The Eastern Columbia Building (849 S. Broadway) was built by Architect Claude Beelman in 1930 as the headquarters and retail center for the Eastern & Columbia clothing and furniture companies. The building was converted into luxury residential condos in 2007. Bright blue terracotta tiles and gold trim decorate the building's exterior. The facade includes many zig-zag and chevron ("v" shape) patterns typical of the Art Deco style:
Art Deco architects sought to emphasize verticality as a symbol of modernity and progress. Strong vertical lines dominate the Eastern Columbia Building's facade and extend all the way up to the clock tower:
A turquoise and yellow terracotta sunburst decorates the vestibule over the front entrance of the building. The vestibule's ceiling also includes more of the ubiquitous Art Deco chevron patterns:
The Sun Realty Building (629 S. Hill St.) is another 1930 Claude Beelman building clad in colorful terracotta tiles and dominated by strong vertical lines:
Art Deco designs often drew inspiration from Mayan and Egyptian art and architecture. Here is a detail of the green terracotta tilework on the Sun Realty building that was inspired by an Egyptian papyrus motif:
Most of downtown L.A.'s Art Deco buildings are less brightly colored than the vibrant Eastern Columbia and Sun Realty Buildings. The Title Guarantee Building, located on the northeast corner of Pershing Square at 411 W. 5th St. and built by John and Donald Parkinson in 1929-1931, is clad in stone-colored terracotta tile:
The Title Guarantee Building's rooftop tower looks like a modern version of a Gothic structure and even includes stylized flying buttresses:
Architects Allison and Allison built the Southern California Edison Building (601 W. 5th St.) in 1930-1931. The building's octagonal entrance is topped with beautiful bas-relief friezes by artist Merrell Gage. Below the reliefs are more of the common Art Deco zig-zag patterns.

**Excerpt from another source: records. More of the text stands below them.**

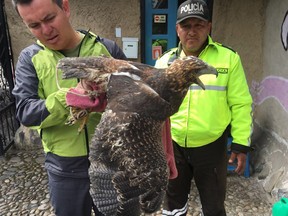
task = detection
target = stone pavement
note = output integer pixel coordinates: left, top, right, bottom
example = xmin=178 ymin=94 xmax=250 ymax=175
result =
xmin=0 ymin=149 xmax=272 ymax=216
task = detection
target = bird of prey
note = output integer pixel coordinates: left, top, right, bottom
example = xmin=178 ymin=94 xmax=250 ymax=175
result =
xmin=57 ymin=56 xmax=217 ymax=216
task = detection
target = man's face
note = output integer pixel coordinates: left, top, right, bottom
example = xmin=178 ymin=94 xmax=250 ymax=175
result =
xmin=18 ymin=0 xmax=71 ymax=50
xmin=176 ymin=18 xmax=211 ymax=56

Here is a detail of the frieze depicting hydroelectric power. The flow of water from the urn is so stylized that it is almost a zig-zag:
Although this semi-nude figure in the central panel looks classical, his torch is illuminated with a modern light bulb rather than a flame:
The architectural details in these Art Deco buildings are beautifully designed and crafted. Here is a detail of the glass doors to the Oviatt Building (617 S. Olive St.), designed by architects Walker and Eisen in 1927-1928:
The exterior marquee and the interior of the Oviatt Building are decorated with glass made by French glass designer Rene Lalique. Here is a detail of a frosted glass panel from the interior of the building:
The terracotta grillework over the front entrance to Claude Beelmans' 1929 building at 850 S. Broadway uses stylized flower and vine motifs that were popular in Art Deco designs:
A detail from the beautiful bronzework over the front entrance to the William Fox Building (608 S. Hill St.) built by S. Tilden Norton in 1931:
Below is a map of the buildings included on the L.A. Conservancy's downtown Art Deco walking tour. The Art Deco tour leaves from Pershing Square at 10 AM every Saturday. The tours cost $5 for Conservancy members and $10 for non-members. If you participate in the tour, you also receive an excellent pamphlet produced by the Conservancy from which I obtained much of the information in this post. I highly recommend the tour for anyone interested in Art Deco architecture or downtown Los Angeles. I also recommend that people who are interested in historical preservation and conservation join the L.A. Conservancy (basic membership is $40).